One of my pleasures in life is reading newspapers.

But on the other side of the table, retired political scientist Natalie Davis defends the paper. She still has the subscription, but she’s worried about what she’ll be missing when it’s gone.

“If everyone could read the article the same way and get the same facts, then there would be a baseline, and perhaps only newspapers would lose it,” says Davis. “That’s the newspaper’s job.”

Chandler McGee, a retired veterinarian, stops by the table and says this paper is his lifeblood.

“I’m 84,” he says. “One of his pleasures in my life is reading newspapers.”

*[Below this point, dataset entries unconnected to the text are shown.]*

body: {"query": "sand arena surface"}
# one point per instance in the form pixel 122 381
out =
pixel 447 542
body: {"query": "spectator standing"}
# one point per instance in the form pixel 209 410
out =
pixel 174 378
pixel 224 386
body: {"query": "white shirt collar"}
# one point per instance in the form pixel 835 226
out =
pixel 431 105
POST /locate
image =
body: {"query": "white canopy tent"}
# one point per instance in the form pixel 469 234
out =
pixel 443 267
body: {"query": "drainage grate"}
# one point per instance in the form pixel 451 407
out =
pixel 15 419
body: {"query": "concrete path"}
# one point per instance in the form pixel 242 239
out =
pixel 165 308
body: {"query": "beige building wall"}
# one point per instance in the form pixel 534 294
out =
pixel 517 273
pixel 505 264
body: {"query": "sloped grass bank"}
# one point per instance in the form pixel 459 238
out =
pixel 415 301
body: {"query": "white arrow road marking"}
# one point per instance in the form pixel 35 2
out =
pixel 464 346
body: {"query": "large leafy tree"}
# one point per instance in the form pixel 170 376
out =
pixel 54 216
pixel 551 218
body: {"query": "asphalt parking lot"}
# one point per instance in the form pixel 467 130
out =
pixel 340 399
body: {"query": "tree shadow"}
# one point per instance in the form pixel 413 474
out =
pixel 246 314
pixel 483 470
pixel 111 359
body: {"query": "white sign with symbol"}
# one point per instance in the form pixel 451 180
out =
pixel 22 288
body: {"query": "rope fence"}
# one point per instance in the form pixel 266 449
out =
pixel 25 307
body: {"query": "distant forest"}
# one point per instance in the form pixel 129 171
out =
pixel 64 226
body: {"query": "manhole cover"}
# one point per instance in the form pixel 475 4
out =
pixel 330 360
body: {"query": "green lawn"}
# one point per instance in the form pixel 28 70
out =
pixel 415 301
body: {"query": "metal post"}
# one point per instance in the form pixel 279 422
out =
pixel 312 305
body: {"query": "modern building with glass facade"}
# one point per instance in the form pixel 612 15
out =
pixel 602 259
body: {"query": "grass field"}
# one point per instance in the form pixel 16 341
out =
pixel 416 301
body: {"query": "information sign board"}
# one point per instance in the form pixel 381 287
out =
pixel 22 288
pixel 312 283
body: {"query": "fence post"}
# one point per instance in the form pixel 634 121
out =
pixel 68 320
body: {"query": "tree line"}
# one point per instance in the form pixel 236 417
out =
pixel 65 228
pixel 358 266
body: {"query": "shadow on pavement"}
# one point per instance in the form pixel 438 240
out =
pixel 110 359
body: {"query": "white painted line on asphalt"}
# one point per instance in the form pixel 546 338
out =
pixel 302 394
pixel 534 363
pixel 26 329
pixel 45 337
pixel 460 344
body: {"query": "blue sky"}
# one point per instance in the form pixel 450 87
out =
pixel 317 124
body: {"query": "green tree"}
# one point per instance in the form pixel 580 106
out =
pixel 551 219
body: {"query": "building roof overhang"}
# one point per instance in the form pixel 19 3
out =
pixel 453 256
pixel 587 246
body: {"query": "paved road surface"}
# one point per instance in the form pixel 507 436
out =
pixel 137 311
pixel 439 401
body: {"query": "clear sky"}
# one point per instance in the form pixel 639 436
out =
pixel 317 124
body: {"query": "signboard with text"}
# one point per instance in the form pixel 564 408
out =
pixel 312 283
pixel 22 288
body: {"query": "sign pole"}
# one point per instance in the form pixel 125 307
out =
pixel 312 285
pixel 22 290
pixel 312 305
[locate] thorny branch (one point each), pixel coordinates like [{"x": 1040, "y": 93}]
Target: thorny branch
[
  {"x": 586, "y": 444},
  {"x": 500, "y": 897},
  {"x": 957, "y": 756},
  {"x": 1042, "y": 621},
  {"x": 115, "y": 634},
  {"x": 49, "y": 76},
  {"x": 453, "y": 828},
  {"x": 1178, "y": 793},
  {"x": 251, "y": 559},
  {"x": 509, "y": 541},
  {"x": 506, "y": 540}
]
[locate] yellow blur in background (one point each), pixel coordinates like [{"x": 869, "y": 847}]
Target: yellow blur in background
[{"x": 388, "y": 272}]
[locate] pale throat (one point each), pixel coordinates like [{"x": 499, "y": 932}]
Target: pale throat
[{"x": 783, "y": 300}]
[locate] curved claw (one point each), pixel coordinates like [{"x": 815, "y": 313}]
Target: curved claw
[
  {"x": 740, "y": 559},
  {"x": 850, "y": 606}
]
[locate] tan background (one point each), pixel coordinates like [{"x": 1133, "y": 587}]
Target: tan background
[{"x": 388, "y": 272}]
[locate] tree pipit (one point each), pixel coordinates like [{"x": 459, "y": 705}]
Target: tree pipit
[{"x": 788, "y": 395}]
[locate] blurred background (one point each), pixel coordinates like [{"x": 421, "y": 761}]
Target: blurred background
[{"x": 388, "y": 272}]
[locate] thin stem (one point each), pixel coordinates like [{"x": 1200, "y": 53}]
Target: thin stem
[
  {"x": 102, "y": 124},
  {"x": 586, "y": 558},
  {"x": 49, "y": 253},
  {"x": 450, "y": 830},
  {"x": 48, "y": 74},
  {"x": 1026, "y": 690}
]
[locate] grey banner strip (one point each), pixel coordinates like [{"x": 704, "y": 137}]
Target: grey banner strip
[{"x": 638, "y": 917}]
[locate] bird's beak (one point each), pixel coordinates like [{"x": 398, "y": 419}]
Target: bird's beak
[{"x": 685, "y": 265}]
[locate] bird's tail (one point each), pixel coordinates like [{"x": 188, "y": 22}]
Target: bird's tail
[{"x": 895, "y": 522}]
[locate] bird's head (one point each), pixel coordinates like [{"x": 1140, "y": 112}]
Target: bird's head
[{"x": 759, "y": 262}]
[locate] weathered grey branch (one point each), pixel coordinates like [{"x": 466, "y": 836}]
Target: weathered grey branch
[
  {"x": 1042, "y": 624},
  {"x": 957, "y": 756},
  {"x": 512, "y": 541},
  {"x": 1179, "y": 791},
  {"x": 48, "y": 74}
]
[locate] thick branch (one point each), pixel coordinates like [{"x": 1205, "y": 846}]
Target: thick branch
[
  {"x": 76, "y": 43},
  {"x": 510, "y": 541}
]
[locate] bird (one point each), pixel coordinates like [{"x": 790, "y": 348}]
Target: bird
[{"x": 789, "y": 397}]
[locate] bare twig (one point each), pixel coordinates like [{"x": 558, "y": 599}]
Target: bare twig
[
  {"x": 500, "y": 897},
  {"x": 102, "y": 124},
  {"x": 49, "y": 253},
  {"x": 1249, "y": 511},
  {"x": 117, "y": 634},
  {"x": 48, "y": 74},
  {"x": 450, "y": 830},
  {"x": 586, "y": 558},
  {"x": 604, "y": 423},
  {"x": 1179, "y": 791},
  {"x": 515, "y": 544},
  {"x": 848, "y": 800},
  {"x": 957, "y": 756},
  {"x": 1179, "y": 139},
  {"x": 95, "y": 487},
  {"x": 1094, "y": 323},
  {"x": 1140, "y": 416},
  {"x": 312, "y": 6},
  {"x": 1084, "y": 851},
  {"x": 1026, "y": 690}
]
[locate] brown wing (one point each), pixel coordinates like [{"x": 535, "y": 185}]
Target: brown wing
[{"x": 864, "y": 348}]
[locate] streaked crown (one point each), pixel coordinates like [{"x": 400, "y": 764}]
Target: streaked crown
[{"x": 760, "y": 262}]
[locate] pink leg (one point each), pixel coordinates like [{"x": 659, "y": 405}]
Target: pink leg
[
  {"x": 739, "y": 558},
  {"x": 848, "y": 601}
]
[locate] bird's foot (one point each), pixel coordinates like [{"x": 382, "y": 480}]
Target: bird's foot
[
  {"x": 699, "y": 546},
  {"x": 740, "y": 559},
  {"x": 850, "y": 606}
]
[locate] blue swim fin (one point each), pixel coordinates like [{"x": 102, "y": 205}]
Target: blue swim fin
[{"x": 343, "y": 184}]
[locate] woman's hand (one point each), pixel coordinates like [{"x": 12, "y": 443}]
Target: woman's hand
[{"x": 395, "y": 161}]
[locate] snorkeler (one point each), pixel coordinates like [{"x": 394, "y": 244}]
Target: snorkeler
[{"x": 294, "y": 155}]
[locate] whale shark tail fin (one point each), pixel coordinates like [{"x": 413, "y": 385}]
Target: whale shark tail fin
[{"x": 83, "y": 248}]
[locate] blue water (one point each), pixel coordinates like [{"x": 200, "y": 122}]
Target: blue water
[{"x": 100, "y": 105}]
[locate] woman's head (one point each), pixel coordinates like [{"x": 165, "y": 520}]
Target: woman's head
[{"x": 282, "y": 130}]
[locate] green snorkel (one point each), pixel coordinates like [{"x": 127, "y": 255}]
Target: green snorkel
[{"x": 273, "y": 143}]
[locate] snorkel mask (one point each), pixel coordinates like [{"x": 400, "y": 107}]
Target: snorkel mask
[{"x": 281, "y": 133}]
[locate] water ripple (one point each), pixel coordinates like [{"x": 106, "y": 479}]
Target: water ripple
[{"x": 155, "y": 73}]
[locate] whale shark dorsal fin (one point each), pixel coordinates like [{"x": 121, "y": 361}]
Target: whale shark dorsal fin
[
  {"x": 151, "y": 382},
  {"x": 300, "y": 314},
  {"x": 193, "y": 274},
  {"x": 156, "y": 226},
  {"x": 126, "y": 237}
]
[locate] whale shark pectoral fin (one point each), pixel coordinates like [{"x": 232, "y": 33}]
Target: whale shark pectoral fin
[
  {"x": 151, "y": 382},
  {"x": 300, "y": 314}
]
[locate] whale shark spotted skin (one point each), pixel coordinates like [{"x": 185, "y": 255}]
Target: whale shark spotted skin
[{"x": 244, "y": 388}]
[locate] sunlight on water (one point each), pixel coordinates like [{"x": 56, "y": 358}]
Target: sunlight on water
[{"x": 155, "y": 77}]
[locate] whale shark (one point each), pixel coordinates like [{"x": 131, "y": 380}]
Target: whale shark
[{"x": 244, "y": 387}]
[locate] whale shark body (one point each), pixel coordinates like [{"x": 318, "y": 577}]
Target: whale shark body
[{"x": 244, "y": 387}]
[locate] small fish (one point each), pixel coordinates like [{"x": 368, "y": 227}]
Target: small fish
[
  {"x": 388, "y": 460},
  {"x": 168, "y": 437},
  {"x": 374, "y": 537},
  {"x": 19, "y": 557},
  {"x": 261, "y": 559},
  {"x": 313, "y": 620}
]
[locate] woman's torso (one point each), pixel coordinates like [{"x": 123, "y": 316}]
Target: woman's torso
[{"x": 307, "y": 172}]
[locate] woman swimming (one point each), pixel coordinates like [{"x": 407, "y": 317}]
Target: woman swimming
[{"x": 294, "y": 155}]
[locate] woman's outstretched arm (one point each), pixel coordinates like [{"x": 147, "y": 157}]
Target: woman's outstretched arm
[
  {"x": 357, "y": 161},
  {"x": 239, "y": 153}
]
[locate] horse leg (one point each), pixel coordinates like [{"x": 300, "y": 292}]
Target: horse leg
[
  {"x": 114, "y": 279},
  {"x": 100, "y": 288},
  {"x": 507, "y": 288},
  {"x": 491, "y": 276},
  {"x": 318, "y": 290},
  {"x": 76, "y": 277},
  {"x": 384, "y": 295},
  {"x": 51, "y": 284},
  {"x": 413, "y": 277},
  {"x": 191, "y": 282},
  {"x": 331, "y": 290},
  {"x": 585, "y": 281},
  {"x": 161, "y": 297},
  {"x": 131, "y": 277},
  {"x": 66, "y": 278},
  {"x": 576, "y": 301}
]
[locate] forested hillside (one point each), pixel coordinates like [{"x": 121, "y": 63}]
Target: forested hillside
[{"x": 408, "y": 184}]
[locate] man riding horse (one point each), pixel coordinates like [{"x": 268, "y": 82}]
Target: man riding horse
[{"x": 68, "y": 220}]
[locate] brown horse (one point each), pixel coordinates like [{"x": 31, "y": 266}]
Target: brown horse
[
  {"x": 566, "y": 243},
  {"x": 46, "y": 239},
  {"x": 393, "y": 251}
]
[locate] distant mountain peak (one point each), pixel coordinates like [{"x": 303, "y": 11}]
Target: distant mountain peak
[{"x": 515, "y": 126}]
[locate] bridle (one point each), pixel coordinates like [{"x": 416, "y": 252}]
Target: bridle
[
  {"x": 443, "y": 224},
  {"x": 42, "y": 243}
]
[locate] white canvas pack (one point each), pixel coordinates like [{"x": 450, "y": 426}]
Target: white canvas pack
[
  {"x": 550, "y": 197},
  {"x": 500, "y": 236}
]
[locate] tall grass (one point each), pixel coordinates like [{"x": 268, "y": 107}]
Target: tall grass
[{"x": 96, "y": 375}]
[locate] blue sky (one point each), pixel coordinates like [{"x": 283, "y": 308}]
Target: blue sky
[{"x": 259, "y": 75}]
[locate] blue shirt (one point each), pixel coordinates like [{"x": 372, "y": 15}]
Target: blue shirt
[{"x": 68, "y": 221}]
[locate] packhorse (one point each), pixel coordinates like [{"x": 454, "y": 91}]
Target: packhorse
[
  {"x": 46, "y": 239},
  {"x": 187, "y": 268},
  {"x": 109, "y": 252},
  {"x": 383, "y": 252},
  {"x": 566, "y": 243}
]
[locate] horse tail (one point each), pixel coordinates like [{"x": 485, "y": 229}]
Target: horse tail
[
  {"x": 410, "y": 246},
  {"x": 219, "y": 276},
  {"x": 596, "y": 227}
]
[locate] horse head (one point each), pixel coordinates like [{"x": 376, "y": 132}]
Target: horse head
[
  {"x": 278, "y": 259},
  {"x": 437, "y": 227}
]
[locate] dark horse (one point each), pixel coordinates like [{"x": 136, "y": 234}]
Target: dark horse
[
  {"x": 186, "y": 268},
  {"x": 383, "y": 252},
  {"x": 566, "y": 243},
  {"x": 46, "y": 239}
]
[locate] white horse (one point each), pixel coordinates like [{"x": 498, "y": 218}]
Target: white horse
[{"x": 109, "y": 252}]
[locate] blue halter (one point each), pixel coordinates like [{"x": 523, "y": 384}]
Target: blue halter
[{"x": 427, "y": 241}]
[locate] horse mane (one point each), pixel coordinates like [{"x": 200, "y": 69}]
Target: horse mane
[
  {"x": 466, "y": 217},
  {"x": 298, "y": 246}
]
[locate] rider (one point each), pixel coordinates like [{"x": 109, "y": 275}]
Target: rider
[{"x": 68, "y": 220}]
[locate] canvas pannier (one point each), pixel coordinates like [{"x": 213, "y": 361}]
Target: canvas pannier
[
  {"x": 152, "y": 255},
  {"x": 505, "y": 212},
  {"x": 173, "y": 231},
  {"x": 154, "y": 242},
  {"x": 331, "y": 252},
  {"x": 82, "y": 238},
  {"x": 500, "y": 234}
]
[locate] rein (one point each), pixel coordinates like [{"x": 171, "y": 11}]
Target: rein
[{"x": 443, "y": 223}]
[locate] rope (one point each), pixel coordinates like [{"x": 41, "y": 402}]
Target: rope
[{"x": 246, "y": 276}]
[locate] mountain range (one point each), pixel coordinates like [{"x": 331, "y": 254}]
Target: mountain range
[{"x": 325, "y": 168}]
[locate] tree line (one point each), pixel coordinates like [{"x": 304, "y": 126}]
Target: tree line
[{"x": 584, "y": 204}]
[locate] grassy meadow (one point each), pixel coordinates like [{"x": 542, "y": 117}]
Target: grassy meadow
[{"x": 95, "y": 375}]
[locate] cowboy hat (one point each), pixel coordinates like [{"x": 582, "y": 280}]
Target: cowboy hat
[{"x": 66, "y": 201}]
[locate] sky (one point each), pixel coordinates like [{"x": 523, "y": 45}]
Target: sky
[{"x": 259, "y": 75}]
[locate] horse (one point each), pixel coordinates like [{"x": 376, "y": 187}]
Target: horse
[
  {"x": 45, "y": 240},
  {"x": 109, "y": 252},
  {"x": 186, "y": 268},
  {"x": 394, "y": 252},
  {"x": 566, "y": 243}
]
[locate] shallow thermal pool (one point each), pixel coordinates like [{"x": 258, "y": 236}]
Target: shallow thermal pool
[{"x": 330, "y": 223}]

He lives in a retirement community where few residents get their news online, he says.

“I think this means, especially for older people, disconnecting from what’s going on in our city and state,” says McGee.

Alabama Media Group executives say that wasn’t their intention, and that everyone in the three metropolitan areas they serve could access free content online, whether on a computer or a smartphone. I think we should have a way to access it.

AL.com columnist Roy Johnson came to Birmingham in 2015. sports illustrated When new york times, and various national magazines. Some of them are no longer published.

“I’ve really lived a life that represents the evolution of the media industry,” says Johnson.

He says the distribution method may have changed, but the mission remains.

“One day I will have to explain to my grandchildren why I put words on paper, rolled, rolled, loaded into cars and trucks, driven and thrown into people’s driveways. And That’s how they got their news,” he says. “It’s going to be like the Pony Express for us.”

Johnson’s advice to longtime print readers: This is the digital age.